Sáez del Bosque et al. [
12] also evaluated the carbonation resistance of concrete with coarse RA from CDW (25% and 50% of the total coarse aggregates) and recycled cement (with 25% of ceramic wastes). Regardless of the type of cement, the average carbonation depth was slightly higher in materials with 25% or 50% recycled aggregate than in the reference concrete. The use of this partially recycled cement produced from ceramic waste led to an increase in the carbonation depth at 28 days from 4.2 mm to 5.0 mm (increase of 19%).
The present investigation follows previous ones that intended to analyse the mechanical behaviour, water absorption, shrinkage and thermal performance of concrete with RA from CDW and recycled cement [
13,
14,
15]. In these previous investigations, the authors observed that the use of GRC enhanced concrete environmental performance.

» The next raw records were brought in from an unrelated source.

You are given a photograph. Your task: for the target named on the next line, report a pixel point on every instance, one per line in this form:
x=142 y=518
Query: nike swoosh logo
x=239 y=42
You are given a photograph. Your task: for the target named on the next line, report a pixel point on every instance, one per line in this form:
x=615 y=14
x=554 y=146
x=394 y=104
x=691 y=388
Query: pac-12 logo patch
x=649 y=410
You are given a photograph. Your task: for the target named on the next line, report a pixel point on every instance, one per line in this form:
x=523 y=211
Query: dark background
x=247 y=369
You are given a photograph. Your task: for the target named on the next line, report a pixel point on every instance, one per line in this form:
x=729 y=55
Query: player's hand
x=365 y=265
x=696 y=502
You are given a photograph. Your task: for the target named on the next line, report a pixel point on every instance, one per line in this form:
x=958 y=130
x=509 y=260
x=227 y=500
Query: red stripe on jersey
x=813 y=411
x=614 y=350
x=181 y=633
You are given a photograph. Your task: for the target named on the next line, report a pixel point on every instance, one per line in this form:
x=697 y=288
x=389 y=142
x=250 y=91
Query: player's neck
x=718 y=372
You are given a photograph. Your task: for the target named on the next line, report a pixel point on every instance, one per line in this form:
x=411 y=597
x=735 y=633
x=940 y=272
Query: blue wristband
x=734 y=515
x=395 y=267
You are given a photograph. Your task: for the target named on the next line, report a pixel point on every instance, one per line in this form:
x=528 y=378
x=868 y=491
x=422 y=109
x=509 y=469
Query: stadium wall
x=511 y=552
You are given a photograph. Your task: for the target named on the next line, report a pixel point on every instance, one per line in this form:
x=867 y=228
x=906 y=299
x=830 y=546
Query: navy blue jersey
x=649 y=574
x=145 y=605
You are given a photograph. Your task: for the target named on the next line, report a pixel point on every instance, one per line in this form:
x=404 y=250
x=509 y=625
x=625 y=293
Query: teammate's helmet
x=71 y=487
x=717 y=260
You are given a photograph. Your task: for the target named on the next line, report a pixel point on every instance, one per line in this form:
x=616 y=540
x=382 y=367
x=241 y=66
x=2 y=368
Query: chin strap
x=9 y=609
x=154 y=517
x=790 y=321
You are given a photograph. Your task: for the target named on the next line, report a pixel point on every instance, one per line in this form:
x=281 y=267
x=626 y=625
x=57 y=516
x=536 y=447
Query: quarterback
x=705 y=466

At 10% replacement, it lowered the CO
2 emitted in concrete manufacture by 7.5%, and at 25% GRC by 18.7%, relative to concrete made with ordinary Portland cement (OPC).
There are already some studies that address the permeability of concrete with recycled cement (mainly from ceramic wastes) or with RA from CDW. However, no previous study has evaluated the permeability to aggressive agents (chloride ions, carbon dioxide and oxygen) of concrete with simultaneous replacement of the two elements evaluated in this investigation. To fill this scientific and technical knowledge gap, this study analyses the effect of replacing Portland cement with ground recycled cement (GRC), at 10% (R10) or 25% (R25). This assessment was carried out on concrete with 100% NA, 50% NA and 50% mixed recycled aggregates (MRA). This experimental campaign involved the evaluation of the permeability to the aggressive agents of these mixes through the performance of oxygen permeability tests, resistance to the penetration of chloride ions and resistance to carbonation. Finally, the evolution of the carbonation front in these mixes was studied with the increase in the exposure time for mixes in different exposure classes, according to the forecasting model proposed by EHE-08 [
16]. This assessment in this type of concrete has not yet been carried out in previous investigations.